How to install Hadoop on Ubuntu 20.04?

Overview

Hadoop is an open-source software which is used to store and process large data sets in a distributed computing environment. It runs on low-cost hardware, making it affordable for businesses. Hadoop consists of two major core components namely HDFS and MapReduce.  The Hadoop Distributed File System (HDFS) allows data storage across multiple servers in a cluster, while MapReduce is a processing engine that enables distributed processing of large data sets across the cluster. 

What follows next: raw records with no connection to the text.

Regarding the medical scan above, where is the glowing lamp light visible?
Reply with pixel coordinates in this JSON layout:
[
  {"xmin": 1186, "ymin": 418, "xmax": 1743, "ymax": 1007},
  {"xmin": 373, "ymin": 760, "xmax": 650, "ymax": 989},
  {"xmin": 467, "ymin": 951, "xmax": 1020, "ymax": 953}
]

In this tutorial, we'll walk you through the process of how to install Hadoop on Ubuntu20.04.

Prerequisites

There are certain prerequisites that need to be met before you begin:

Ubuntu 20.04 server configured on your system
A regular root user with sudo privileges
Internet connect ion

Key

Red box- Input
Green box- Output

Get Started

Step 1: Java Installation:

First, update your system by opening the terminal and running the following commands:

sudo -i

sudo apt-get update && sudo apt-get upgrade

Install OpenJDK 11 or any latest version of your choice, by running the following command:

sudo apt-get install openjdk-11-jdk

Once the installation is complete, let's verify it with the following command:

java –version

Step 2: Creating Hadoop User

We will now create a dedicated user using the 'adduser' command.

sudo adduser hadoopuser

This will require entering the user's new password, full name, and other relevant information. To confirm that the details entered are correct, we will need to type "y/Y".

To switch to the Hadoop user that we have created, which in this case is 'hadoopuser', we need to run the following command:

su - hadoopuser

Step 3: Generating Public and Private key-pairs

Once that's done, we can generate the private and public key pairs using the command below:

ssh-keygen -t rsa

When prompted, specify the file location where you would like to save the key pair, and provide a passphrase that will be used for the Hadoop user setup.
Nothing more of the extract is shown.